Er, so kids hanging around in front of shops drinking, smoking and making pains-in-the-ass out of themselves aren't the malaise, you see. No, it's we adults—especially those store-owning goons—who are at the heart of the problem.
James Lowman, chief executive of the Association of Convenience Stores, said: "These youths deter customers, intimidate staff and commit vandalism and violence." Oh, Mr. Lowman, surely you jest. You're just being intolerant!
But, alas, it's no wonder Aynsley-Green feels moved on behalf of troublemakers as he is your typical limosine liberal. Aynsley-Green lives on a leafy street, protected by high walls, dense hedging and a sturdy gate. He gets paid £130,000 per year for telling adults in the real world how mean-spirited they are.

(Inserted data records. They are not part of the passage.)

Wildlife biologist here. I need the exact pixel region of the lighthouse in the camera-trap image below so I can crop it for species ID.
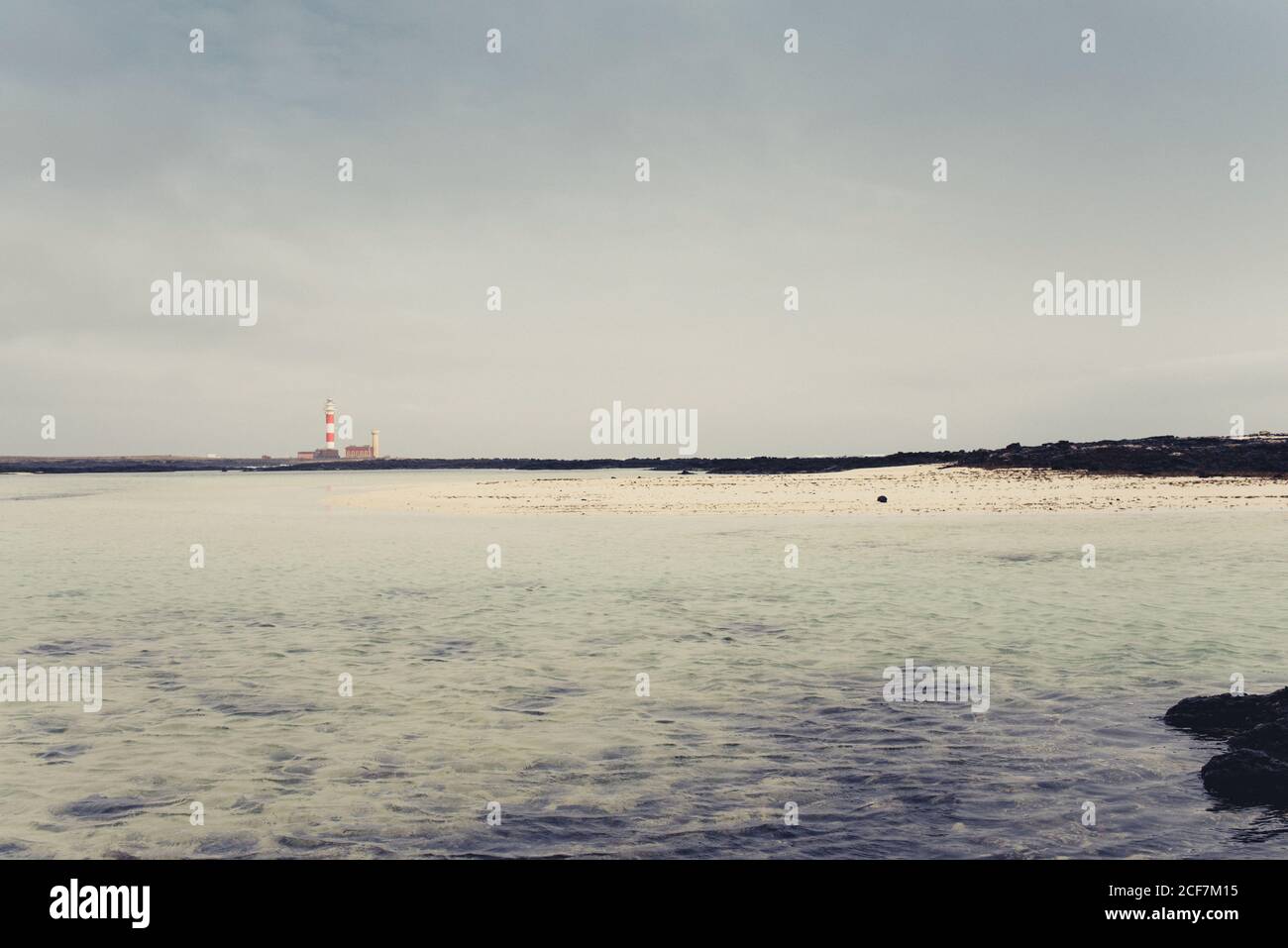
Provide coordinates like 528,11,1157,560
326,398,335,451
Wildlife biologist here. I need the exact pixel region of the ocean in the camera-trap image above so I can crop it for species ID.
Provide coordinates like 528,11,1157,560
0,472,1288,858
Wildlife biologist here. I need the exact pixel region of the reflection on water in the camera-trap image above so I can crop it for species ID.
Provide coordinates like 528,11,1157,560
0,472,1288,858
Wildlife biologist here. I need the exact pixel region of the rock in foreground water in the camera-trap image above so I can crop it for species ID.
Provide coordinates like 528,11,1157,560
1199,748,1288,805
1163,687,1288,737
1163,687,1288,806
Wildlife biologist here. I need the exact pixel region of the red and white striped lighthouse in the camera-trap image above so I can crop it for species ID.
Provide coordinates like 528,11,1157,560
326,398,335,451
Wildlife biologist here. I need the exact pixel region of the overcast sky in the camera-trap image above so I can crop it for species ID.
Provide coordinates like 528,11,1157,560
0,0,1288,458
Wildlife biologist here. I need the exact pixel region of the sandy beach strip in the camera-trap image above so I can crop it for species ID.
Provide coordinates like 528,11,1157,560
331,465,1288,515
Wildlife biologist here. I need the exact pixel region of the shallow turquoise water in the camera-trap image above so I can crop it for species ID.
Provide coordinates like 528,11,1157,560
0,472,1288,858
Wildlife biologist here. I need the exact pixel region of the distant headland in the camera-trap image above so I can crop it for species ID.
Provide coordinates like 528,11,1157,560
0,433,1288,477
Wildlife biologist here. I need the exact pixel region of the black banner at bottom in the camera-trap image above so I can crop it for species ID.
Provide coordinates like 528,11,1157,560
0,861,1284,938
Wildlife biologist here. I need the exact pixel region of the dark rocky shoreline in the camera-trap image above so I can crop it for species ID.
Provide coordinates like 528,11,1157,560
1163,687,1288,806
0,435,1288,477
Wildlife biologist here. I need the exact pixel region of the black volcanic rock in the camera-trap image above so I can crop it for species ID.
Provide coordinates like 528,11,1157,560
1199,747,1288,806
1231,719,1288,760
1163,687,1288,806
1163,687,1288,737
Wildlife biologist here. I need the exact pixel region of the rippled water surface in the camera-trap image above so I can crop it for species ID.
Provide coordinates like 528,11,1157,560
0,472,1288,858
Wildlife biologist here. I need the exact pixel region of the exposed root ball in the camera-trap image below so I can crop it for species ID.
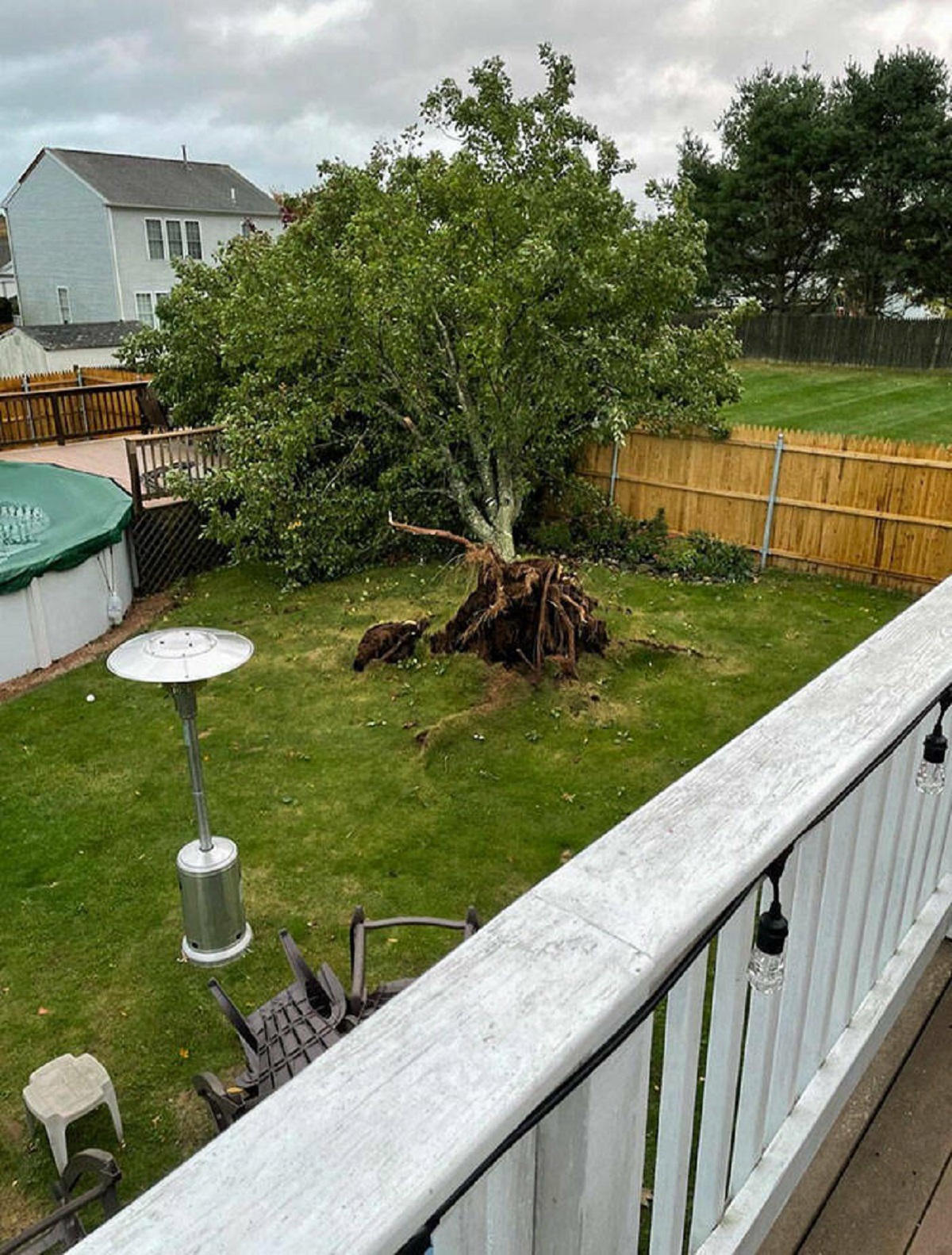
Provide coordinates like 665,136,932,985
354,619,430,671
430,557,608,675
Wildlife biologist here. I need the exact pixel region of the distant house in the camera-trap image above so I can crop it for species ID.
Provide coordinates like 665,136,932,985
2,148,281,330
0,236,17,313
0,323,142,378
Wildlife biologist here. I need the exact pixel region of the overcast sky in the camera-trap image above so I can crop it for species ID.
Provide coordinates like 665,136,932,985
0,0,952,210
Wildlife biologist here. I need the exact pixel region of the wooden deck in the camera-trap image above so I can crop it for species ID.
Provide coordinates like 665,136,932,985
759,942,952,1255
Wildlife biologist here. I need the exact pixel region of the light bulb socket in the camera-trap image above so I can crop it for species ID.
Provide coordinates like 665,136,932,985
922,731,948,763
756,901,790,954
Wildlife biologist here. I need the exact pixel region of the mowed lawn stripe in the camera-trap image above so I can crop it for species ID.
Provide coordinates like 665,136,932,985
725,362,952,444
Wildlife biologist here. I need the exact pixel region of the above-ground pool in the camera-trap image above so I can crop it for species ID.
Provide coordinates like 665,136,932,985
0,462,132,681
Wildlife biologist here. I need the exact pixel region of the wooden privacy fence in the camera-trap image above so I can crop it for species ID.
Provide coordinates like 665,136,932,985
579,427,952,591
0,367,151,393
0,380,149,448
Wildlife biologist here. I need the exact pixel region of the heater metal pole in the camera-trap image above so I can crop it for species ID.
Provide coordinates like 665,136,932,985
168,684,214,852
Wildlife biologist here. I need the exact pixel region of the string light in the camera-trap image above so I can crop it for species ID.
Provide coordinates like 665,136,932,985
916,688,952,793
747,854,790,994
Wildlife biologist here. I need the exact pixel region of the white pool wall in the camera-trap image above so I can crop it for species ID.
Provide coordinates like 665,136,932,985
0,536,133,683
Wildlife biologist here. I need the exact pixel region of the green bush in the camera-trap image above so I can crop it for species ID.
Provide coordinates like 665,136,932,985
528,477,754,584
656,531,754,584
528,477,667,567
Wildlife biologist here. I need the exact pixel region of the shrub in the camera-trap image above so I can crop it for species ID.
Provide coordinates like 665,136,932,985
656,531,754,584
528,477,754,584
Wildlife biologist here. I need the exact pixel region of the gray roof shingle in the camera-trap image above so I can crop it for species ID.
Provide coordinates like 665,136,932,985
6,319,142,349
46,148,281,217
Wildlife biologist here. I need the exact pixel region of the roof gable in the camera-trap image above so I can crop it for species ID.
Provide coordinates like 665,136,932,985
40,148,280,217
5,320,142,349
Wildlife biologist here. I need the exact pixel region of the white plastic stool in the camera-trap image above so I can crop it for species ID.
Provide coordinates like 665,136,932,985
22,1054,123,1172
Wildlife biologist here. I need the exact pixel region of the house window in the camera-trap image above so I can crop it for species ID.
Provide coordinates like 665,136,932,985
166,218,184,257
136,293,155,326
145,218,166,261
186,222,202,261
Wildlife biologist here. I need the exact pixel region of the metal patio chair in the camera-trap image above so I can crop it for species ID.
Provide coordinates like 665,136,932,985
0,1149,121,1255
347,906,479,1023
192,929,355,1130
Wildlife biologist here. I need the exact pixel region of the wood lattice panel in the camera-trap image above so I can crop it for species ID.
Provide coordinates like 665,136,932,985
130,501,228,595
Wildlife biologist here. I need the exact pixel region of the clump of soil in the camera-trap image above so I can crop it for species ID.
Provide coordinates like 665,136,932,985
430,548,608,677
393,524,608,677
354,617,430,671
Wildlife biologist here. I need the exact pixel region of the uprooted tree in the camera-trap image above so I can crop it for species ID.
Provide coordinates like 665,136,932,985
121,45,738,580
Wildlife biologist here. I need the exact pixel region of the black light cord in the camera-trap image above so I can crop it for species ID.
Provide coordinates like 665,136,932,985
395,685,952,1255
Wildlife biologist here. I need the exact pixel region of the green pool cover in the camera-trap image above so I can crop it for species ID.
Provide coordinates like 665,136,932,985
0,462,132,593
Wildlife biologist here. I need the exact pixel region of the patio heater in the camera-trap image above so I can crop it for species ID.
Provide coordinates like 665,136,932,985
106,628,255,968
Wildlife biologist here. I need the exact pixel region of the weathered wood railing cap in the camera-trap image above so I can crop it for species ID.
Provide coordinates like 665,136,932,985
78,581,952,1255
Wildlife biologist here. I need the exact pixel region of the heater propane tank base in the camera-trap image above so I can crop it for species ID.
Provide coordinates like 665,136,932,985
106,628,255,968
175,837,252,968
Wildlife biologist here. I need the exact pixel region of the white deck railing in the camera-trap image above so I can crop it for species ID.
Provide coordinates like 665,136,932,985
84,581,952,1255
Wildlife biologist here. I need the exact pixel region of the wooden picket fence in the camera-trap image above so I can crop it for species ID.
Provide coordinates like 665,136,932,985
0,367,144,393
579,427,952,593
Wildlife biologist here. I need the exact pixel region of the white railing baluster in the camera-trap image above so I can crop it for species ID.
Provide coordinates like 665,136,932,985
727,880,784,1197
831,779,877,1037
896,788,932,945
881,733,922,966
432,1130,536,1255
788,816,833,1093
765,836,824,1141
902,768,946,936
812,793,858,1065
536,1019,652,1255
690,892,758,1251
648,950,708,1255
916,783,952,916
853,754,898,1001
873,733,916,979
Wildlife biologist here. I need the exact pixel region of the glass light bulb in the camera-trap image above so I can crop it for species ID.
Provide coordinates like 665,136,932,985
916,758,946,793
747,946,784,994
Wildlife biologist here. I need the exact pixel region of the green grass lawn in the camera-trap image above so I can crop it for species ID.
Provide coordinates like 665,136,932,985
0,566,909,1233
725,362,952,444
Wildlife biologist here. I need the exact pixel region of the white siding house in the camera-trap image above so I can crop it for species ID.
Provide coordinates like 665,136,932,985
0,323,140,378
2,148,281,328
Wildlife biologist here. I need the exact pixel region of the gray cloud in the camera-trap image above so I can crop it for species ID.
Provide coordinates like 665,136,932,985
0,0,952,203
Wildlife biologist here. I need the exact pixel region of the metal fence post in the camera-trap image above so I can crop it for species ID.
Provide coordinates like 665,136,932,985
760,432,784,571
608,440,618,506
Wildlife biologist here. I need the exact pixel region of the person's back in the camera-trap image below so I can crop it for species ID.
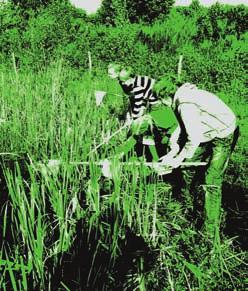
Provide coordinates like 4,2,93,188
174,83,236,141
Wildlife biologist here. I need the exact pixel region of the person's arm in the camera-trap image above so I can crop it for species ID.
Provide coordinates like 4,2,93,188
162,103,202,168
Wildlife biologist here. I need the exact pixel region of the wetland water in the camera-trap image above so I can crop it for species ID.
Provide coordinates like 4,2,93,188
0,159,248,290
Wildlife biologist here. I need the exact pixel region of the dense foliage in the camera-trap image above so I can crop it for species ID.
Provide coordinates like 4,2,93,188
0,0,248,290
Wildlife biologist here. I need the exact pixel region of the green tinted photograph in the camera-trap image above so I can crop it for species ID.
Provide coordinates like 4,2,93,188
0,0,248,291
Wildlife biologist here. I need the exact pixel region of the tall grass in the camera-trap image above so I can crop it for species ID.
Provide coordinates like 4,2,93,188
0,61,246,290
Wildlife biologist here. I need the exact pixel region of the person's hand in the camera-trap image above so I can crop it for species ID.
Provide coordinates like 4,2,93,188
131,114,152,135
160,156,182,169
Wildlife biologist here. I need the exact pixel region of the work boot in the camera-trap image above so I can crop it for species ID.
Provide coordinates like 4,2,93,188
203,185,221,241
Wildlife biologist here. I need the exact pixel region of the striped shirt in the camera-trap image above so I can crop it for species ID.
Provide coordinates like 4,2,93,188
120,76,158,119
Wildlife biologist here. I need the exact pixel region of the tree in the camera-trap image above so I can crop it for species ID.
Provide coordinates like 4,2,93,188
126,0,175,23
98,0,175,25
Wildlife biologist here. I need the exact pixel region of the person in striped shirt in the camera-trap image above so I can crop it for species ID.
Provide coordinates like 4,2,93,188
108,64,158,120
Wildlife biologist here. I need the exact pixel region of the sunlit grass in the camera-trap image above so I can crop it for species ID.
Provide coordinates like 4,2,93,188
0,61,245,290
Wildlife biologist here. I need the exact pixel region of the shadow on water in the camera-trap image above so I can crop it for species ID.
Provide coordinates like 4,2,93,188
222,183,248,250
0,159,248,291
48,220,154,291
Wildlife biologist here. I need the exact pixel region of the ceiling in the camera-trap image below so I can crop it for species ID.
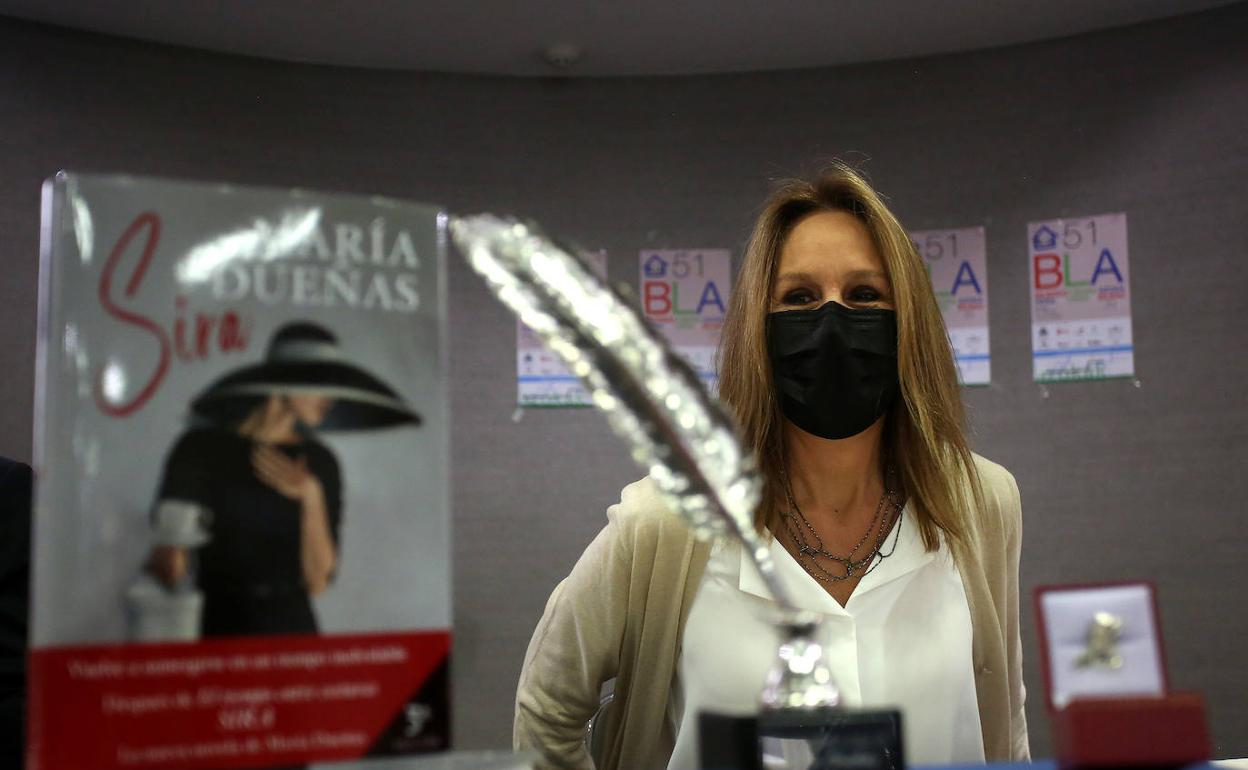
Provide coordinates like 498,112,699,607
0,0,1232,76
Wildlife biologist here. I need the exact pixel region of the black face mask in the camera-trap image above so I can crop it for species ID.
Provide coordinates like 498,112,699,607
768,302,901,438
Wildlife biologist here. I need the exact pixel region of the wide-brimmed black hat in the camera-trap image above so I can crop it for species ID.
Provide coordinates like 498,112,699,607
191,322,421,431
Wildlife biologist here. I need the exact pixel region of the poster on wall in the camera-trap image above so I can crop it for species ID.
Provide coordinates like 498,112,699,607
27,173,451,770
515,250,607,407
910,227,992,386
1027,213,1136,382
640,248,733,393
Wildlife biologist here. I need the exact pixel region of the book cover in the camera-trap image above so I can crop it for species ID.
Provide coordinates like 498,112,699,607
27,172,451,770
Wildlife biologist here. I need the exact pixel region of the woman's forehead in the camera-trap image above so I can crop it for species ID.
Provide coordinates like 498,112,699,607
776,211,885,277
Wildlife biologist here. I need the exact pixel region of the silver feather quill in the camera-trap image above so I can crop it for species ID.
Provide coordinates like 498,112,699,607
449,215,839,708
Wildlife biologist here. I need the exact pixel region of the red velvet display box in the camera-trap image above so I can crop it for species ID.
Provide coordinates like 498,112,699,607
1033,583,1211,768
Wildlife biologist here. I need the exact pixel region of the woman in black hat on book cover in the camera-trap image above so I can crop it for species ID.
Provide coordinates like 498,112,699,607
147,322,421,636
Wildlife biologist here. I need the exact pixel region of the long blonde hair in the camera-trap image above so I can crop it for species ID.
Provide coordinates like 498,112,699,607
719,162,982,550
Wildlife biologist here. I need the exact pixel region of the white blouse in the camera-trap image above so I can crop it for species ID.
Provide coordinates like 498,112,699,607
668,505,983,770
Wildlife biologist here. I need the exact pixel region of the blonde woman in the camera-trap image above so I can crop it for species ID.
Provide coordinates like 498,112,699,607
514,165,1028,770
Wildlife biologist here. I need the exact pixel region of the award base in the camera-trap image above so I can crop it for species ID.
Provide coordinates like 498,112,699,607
698,709,906,770
1050,693,1209,768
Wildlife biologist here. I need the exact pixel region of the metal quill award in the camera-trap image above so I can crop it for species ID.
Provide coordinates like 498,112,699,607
449,215,904,770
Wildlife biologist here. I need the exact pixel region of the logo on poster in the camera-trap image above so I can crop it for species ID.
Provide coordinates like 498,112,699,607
1032,248,1124,293
641,252,728,321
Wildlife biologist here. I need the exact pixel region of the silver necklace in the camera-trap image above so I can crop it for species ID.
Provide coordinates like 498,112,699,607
781,469,902,583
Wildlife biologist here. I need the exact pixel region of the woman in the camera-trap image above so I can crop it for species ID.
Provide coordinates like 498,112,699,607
147,322,419,636
514,165,1028,769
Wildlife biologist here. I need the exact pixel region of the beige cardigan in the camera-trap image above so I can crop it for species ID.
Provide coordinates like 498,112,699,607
513,456,1028,770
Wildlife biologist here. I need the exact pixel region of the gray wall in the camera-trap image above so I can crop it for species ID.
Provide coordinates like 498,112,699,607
0,4,1248,756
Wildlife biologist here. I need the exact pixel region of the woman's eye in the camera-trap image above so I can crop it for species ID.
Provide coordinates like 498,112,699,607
782,288,815,305
850,286,884,302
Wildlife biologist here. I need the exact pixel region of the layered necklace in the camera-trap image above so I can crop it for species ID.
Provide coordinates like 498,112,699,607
780,468,902,583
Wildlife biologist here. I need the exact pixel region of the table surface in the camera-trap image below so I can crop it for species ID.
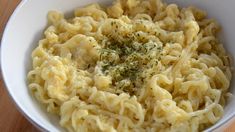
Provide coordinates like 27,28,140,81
0,0,235,132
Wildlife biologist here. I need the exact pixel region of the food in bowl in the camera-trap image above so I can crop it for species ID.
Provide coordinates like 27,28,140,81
28,0,232,131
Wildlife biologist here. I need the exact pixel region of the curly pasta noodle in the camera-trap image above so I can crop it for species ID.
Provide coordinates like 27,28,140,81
28,0,232,132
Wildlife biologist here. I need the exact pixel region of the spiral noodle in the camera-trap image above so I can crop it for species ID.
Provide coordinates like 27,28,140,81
27,0,232,132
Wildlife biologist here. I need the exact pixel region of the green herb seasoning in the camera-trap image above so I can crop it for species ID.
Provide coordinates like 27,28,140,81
99,33,162,95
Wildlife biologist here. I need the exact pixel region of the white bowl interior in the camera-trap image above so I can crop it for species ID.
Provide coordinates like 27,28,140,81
1,0,235,132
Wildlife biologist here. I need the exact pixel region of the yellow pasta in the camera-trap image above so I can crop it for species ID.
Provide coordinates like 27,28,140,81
27,0,232,132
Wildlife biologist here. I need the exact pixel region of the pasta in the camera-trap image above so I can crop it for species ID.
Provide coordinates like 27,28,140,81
27,0,232,132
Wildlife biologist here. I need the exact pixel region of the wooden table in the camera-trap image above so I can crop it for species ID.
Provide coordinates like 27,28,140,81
0,0,235,132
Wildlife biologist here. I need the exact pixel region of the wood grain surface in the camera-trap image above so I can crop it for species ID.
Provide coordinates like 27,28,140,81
0,0,235,132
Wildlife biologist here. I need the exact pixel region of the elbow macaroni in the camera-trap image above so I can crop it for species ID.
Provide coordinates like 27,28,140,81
27,0,232,132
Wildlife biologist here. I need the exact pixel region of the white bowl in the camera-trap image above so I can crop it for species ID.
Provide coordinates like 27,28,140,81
1,0,235,132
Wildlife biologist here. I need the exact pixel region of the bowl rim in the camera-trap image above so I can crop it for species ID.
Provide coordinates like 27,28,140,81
0,0,49,132
0,0,235,132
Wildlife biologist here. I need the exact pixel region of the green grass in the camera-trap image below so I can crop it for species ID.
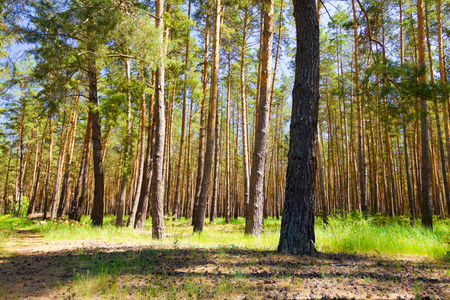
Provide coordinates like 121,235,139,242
0,214,450,257
316,216,450,258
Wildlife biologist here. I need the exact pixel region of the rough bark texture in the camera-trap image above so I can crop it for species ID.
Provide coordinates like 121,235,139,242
116,59,131,226
172,1,191,222
134,77,154,230
27,113,50,216
192,0,221,232
245,0,274,236
417,0,433,229
151,0,166,239
278,0,319,255
69,112,92,221
88,62,105,226
43,114,53,220
192,11,210,225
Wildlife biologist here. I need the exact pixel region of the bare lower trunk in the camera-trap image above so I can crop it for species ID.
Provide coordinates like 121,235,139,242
278,0,319,255
245,0,274,236
192,0,221,232
151,0,166,239
88,58,105,226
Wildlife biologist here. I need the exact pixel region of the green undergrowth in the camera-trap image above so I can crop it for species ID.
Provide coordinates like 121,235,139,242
0,214,450,258
316,215,450,258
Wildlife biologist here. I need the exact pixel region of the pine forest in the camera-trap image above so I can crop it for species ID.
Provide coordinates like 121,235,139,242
0,0,450,299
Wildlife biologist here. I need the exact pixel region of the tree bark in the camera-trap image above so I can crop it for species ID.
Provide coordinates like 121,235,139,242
245,0,274,236
278,0,319,255
192,10,210,225
192,0,221,232
28,113,50,215
69,112,92,221
116,59,131,226
417,0,433,230
172,0,191,223
88,61,105,226
151,0,166,239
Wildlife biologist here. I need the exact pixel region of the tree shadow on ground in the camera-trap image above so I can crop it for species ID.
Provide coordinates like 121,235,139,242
0,244,450,299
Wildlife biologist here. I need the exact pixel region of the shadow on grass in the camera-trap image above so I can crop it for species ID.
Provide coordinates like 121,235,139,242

But, dear reader, it gets better.
In a desperate move to tackle the problem of youth drinking, children caught with alcoholic drinks risk receiving a criminal record. Nothing will probably come of this as this Labour government is infamous for making promises and failing spectacularly to deliver. But, when Home Secretary Jacqui Smith revealed that she and other ministers were looking to give police expanded powers to remove alcohol from under-18s and brand them with a criminal record, those of us not living in ivory towers thought, "good!"
Of course, there are those out there who were aghast at this. Alcohol Concern's Frank Soodeen sniffed, "We are concerned about the unnecessary criminalization of young people for drinking. The fact is that large numbers of kids are getting their alcohol from older friends and relations."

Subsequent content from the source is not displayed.